Core Research Themes

  Our lab studies Privacy-Preserving AI (PP-AI) Systems that are both secure and practical. Rather than treating privacy as a purely cryptographic problem, we view PP-AI as a full-system problem that spans algorithms, compilers, runtimes, hardware platforms, and real AI deployment scenarios.
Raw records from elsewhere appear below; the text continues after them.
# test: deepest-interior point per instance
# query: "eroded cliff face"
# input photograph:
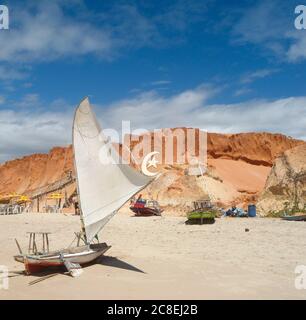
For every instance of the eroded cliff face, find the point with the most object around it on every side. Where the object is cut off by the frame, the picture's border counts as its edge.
(35, 171)
(285, 189)
(238, 165)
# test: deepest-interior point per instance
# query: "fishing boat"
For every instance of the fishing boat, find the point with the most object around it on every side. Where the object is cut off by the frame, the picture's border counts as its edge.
(144, 207)
(104, 185)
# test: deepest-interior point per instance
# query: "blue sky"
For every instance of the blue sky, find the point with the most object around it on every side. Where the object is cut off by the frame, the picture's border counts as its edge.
(224, 66)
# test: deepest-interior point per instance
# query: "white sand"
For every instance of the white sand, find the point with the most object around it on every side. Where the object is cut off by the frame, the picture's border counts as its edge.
(161, 258)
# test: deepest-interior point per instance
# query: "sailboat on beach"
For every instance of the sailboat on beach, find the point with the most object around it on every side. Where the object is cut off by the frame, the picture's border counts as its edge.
(104, 185)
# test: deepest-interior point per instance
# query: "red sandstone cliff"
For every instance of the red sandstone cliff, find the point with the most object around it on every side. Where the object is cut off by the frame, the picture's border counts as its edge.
(238, 167)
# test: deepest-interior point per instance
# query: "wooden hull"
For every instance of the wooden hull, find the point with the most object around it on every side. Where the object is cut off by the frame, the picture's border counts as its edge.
(146, 211)
(80, 255)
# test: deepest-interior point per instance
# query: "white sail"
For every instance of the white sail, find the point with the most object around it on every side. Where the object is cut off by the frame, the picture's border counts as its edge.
(102, 187)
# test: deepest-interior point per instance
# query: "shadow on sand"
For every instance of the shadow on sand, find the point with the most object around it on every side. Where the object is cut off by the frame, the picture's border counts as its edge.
(117, 263)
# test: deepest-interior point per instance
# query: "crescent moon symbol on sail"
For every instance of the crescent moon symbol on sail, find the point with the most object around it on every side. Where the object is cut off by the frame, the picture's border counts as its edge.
(144, 165)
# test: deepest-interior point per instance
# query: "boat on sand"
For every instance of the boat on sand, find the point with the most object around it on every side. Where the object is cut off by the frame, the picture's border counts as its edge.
(104, 185)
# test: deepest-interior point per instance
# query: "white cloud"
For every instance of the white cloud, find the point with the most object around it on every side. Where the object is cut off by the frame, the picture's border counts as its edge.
(270, 24)
(258, 74)
(24, 132)
(9, 73)
(41, 32)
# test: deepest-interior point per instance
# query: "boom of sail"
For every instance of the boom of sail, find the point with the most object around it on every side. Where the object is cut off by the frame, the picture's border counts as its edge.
(104, 185)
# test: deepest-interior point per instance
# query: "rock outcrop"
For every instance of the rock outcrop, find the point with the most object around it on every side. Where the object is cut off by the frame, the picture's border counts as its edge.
(238, 165)
(285, 189)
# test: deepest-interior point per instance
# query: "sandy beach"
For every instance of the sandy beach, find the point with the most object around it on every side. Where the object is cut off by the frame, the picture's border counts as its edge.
(162, 258)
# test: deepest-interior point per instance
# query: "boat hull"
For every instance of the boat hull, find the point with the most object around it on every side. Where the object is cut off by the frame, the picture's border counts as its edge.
(146, 211)
(79, 255)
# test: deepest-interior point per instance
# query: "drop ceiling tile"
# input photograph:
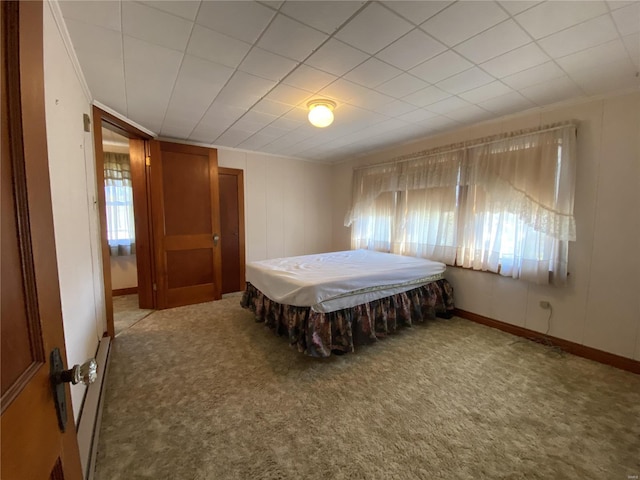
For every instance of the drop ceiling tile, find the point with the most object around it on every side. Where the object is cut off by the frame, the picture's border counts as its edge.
(462, 20)
(242, 20)
(291, 38)
(288, 95)
(552, 91)
(467, 80)
(336, 57)
(587, 34)
(326, 16)
(102, 14)
(272, 107)
(99, 51)
(309, 78)
(426, 96)
(515, 61)
(493, 42)
(505, 104)
(632, 43)
(401, 86)
(154, 26)
(217, 47)
(469, 114)
(615, 4)
(448, 105)
(532, 76)
(516, 6)
(615, 75)
(594, 57)
(490, 90)
(243, 90)
(254, 121)
(418, 115)
(232, 137)
(373, 29)
(373, 98)
(551, 17)
(372, 73)
(151, 72)
(394, 108)
(344, 91)
(198, 83)
(412, 49)
(627, 19)
(416, 12)
(182, 8)
(266, 64)
(443, 66)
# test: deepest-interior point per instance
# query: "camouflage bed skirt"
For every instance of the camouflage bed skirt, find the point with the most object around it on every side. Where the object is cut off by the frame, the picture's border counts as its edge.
(320, 334)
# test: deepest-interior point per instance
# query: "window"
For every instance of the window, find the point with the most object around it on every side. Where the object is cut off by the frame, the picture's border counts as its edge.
(119, 204)
(502, 204)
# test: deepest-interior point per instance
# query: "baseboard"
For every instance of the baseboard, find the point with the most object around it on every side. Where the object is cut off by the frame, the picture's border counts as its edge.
(124, 291)
(600, 356)
(89, 422)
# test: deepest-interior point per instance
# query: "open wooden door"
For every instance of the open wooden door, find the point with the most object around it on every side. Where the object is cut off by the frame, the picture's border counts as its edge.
(33, 447)
(186, 223)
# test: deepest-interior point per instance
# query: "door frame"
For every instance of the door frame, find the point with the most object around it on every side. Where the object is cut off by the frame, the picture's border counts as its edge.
(239, 174)
(141, 209)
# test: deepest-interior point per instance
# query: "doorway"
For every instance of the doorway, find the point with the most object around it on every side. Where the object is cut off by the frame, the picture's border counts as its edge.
(112, 133)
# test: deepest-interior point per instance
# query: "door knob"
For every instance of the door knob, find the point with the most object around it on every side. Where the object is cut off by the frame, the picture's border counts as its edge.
(85, 373)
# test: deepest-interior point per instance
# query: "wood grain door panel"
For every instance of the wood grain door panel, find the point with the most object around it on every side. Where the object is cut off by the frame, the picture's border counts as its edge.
(232, 229)
(185, 212)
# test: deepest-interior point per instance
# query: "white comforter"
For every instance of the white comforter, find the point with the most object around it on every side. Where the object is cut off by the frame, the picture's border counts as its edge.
(332, 281)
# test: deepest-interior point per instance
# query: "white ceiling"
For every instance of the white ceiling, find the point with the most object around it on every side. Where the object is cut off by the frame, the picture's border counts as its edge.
(239, 73)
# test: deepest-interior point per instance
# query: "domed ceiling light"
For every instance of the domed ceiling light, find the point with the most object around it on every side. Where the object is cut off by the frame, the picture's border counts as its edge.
(321, 112)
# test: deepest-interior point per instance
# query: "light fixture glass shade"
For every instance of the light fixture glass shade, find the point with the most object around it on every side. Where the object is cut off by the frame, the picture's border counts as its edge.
(321, 113)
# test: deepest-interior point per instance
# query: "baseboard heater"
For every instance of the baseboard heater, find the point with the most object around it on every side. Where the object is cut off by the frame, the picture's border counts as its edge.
(88, 426)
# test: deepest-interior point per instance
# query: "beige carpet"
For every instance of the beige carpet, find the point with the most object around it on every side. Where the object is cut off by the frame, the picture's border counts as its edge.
(203, 392)
(126, 312)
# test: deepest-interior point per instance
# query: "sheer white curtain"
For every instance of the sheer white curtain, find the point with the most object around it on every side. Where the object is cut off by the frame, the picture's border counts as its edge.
(408, 208)
(502, 204)
(119, 204)
(518, 206)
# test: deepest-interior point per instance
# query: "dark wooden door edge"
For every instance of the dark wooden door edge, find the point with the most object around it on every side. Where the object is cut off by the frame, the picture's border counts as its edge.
(590, 353)
(118, 292)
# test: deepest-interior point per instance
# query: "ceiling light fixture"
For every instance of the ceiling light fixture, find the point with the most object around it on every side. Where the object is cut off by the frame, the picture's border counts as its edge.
(321, 112)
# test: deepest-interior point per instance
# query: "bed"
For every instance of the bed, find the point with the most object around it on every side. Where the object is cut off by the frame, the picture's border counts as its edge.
(330, 303)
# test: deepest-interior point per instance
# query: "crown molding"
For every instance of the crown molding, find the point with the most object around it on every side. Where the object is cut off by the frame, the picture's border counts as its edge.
(66, 39)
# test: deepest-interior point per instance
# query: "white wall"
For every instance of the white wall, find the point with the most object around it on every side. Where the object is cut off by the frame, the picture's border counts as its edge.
(288, 204)
(72, 171)
(600, 307)
(124, 272)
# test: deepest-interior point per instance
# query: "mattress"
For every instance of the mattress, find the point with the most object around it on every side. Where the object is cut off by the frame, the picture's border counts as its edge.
(329, 282)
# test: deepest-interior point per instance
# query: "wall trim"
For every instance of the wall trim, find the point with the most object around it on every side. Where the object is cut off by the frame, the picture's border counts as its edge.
(90, 416)
(123, 118)
(68, 45)
(590, 353)
(117, 292)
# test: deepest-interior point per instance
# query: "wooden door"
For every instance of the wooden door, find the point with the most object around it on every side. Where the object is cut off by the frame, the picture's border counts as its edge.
(232, 229)
(33, 446)
(186, 223)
We tackle the privacy-utility-efficiency trade-off through the following research directions:

• Private AI as a Service: Protecting user queries, documents, prompts, and model outputs in cloud-based AI services using PETs such as HE, MPC, ZKP, and TEEs.
• On-Device, Edge, and Hybrid AI: Designing privacy-preserving mechanisms for AI systems that run across smartphones, IoT devices, edge servers, and cloud backends.
• Privacy-Preserving LLM and RAG Systems: Protecting sensitive user data, retrieved documents, embeddings, prompts, and generation pipelines in LLM-based applications.
• Secure Training and Collaborative Learning: Enabling multiple parties to train, fine-tune, or evaluate shared models without directly exposing their local datasets.

Key Sub-Topics & Keywords

To give you an idea of potential topics you may be interested in, our research includes, but is not limited to:

1. FHE/MPC/TEE-based private inference for CNNs, Transformers, and LLMs
2. Privacy-preserving RAG and private vector search
3. On-device and hybrid AI security
4. Secure and efficient collaborative learning
5. Programming models, compilers, and runtimes for PET-based AI systems

Student Note: Many organizations are increasingly interested in Privacy-Enhancing Technologies and privacy-preserving AI, including Google, Microsoft, Samsung Electronics, LG Electronics, Thales, and many others. If you are interested in studying data privacy issues in real AI applications, understanding the limitations of existing PETs, and building practical systems that make privacy-preserving AI usable, this field may be a good fit for you.